Ivan Pavlov (1849‒1936) was a Russian physiologist best known for inventing what has come to be known as “classical conditioning.” To study the physiology of the digestive system, Pavlov invented surgical procedures to create fistulas and gastric pouches on unanesthetized dogs so that he could repeat experiments for months and measure secretions outside the body. During his research Pavlov noticed that the dogs salivated when they saw the person who fed them. This led to his famous experiment: if he played a sound—usually on a metronome, not a bell—just when the food was put in the dog’s mouth, the dog would salivate at the sound, even when the food did not follow. This association turned a previously neutral stimulus—the tone—into a “conditioned” stimulus that generated a “conditioned” response—the salivating. Pavlov called the saliva thus generated “psychic secretions.” The power of the stimuli depended on conditions. If the tone was sounded repeatedly without the dog being fed, the salivating would decrease and eventually stop completely.

One of Pavlov's dogs with a surgically implanted cannula to measure salivation, preserved in the Pavlov Museum in Ryazan, Russia.

American behavioral psychologists favored Pavlov’s procedure because it removed any question of will, subjective experience, or consciousness from their experiments.
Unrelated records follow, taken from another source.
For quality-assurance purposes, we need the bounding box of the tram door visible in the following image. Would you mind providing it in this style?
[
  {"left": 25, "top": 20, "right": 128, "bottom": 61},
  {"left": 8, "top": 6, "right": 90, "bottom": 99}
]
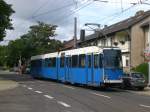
[
  {"left": 65, "top": 56, "right": 71, "bottom": 81},
  {"left": 87, "top": 54, "right": 93, "bottom": 85}
]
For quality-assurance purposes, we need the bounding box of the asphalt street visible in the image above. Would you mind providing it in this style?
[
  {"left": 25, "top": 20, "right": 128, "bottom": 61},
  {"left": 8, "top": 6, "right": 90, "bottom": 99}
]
[{"left": 0, "top": 70, "right": 150, "bottom": 112}]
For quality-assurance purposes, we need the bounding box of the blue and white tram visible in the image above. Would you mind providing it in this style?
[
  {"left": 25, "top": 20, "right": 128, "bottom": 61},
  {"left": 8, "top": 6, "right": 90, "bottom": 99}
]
[{"left": 31, "top": 46, "right": 123, "bottom": 86}]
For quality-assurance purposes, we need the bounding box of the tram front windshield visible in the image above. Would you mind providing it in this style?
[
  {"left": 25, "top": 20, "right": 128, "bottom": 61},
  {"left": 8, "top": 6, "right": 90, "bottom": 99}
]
[{"left": 103, "top": 49, "right": 122, "bottom": 68}]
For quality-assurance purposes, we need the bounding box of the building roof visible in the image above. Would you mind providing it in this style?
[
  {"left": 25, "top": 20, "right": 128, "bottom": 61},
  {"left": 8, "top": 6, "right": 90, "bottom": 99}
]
[{"left": 79, "top": 10, "right": 150, "bottom": 43}]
Yet Pavlov himself never denied the inner life of his experimental animals. As Daniel Todes notes in his biography of Pavlov, “[Pavlov} identified them as heroes and cowards, intelligent and obtuse, independent and compliant, sociable and aloof, freedom fighters and narrow pragmatists.”

Eric Kandel (1929‒ ) is an Austrian-born American medical doctor, psychiatrist, neuroscientist, and professor of biochemistry who won the Nobel Prize in Physiology and Medicine in 2000 for his work on the physiological basis of memory storage in neurons. Kandel is perhaps best known for his insight that learning processes are similar among all life forms and that he could more easily study what changes occur in the synaptic connections between neurons during learning and memory storage by electrophysical analysis of an invertebrate as simple as a sea slug. He published his initial findings in 1963 and over the next twenty years his work in molecular neural science led to several remarkable findings, including that short-term memory involved functional changes in existing synapses but long-term memory involves a change in the number of synaptic connections.

A mouse in a glass container partially filled with water, as part of a forced-swimming test. The use of forced swimming tests is criticized by animal rights groups, notably PETA. (Photo: TaoPan CC3.0)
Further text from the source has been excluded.